Pagi tadi saya duduk di depan rumah setelah menikmati sarapan. Seorang mamang lewat berjalan kaki membawa dagangan dari bambu. Ada tangga, ada sapu panjang, dan penjolok buah-buahan. Sungguh tidak tega melihat dia membawa barang dagangan yang berat itu di bahunya. Saya membayangkan betapa berat sekali beban dagangan yang dipikul di pundaknya. Saya saja satu tangga pun tidak sanggup memikulnya, apalagi sepuluh buah. Dia berkeliling kampung memikul barang dagangan yang berat itu dengan berjalan kaki.
Mamang penjual tangga bambu itu berasal dari Cicalengka, tepatnya di daerah Curug Cinulang, yaitu daerah wisata yang terkenal dengan air terjunnya.
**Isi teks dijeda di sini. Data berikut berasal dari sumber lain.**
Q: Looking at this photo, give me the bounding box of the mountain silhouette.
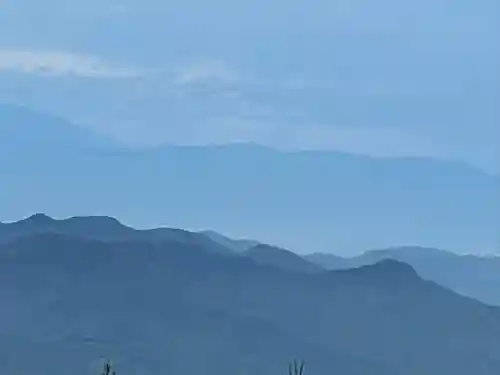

Dari Cicalengka dia naik mobil elf membawa barang dagangannya dengan mobil elf (elf adalah sebutan orang Bandung untuk mobil angkutan umum berukuran kecil). Barang dagangan ditaruh di atap mobil elf, ongkos naik elf ke Bandung Rp7.500. Barang dagangan yang di atap mobil elf dihitung sebagai satu penumpang, jadi dia harus membayar Rp15.000 seluruhnya.
Di terminal Cicaheum dia turun, kemudian berjalan kaki menyusuri jalan-jalan pemukiman di Bandung Timur menawarkan dagangannya. Jika tidak habis sehari, dia tidak akan pulang-pulang ke kampungnya di Cicalengka dan menginap di mana saja bersama dagangannya. Satu hari bisa saja tidak laku satu buah pun. Barang dagangan itu biasanya baru habis dua hingga empat hari, barulah setelah habis dia pulang kembali ke Cicalengka.
Saya membeli sapu panjangnya satu buah, harganya Rp35.000. Kalau tangga bambu harganya Rp60.000. Sebenarnya saya tidak terlalu membutuhkan sapu itu, saya membelinya karena tidak tega saja melihatnya. Menurut si mamang, seluruh dagangannya itu tidak dibuatnya sendiri, tetapi diambil dari perajin di Cicalengka. Untuk setiap sapu yang dia jual dia hanya mendapat keuntungan sekitar Rp5.000. Jika seluruh barang dagangannya habis, maka keuntungannya tidak sampai 100 ribu rupiah, diluar biaya makan dan lain-lain. Seratus ribu rupiah untuk berkelana selama empat hari. Saya sungguh terharu mendengarnya. Seorang asisten pelatihan di sebuah workshop saja bisa mendapatkan minimal Rp50.000/jam, sementara untuk si mamang mendapatkan Rp50.000 perlu waktu berhari-hari berjalan kaki.
Mamang yang tidak tamat SD itu mempunyai dua orang anak. Anak pertamanya yang gadis sudah dinikahkan ketika berumur 16 tahun. Di kampung-kampung anak perawan dinikahkan pada usia demikian muda untuk meringankan beban orangtuanya. Satu orang anak lainnya masih sekolah di SD. Istri si mamang tidak bekerja, jadi dialah yang menjadi tiang keluarga. Dialah yang menjadi tumpuan hidup keluarganya. Di rumah anak istrinya tentu menanti kepulangannya menunggu rezeki si bapak yang tidak banyak itu. Entah kapan dia pulang, entah hari itu, atau dua hari lagi.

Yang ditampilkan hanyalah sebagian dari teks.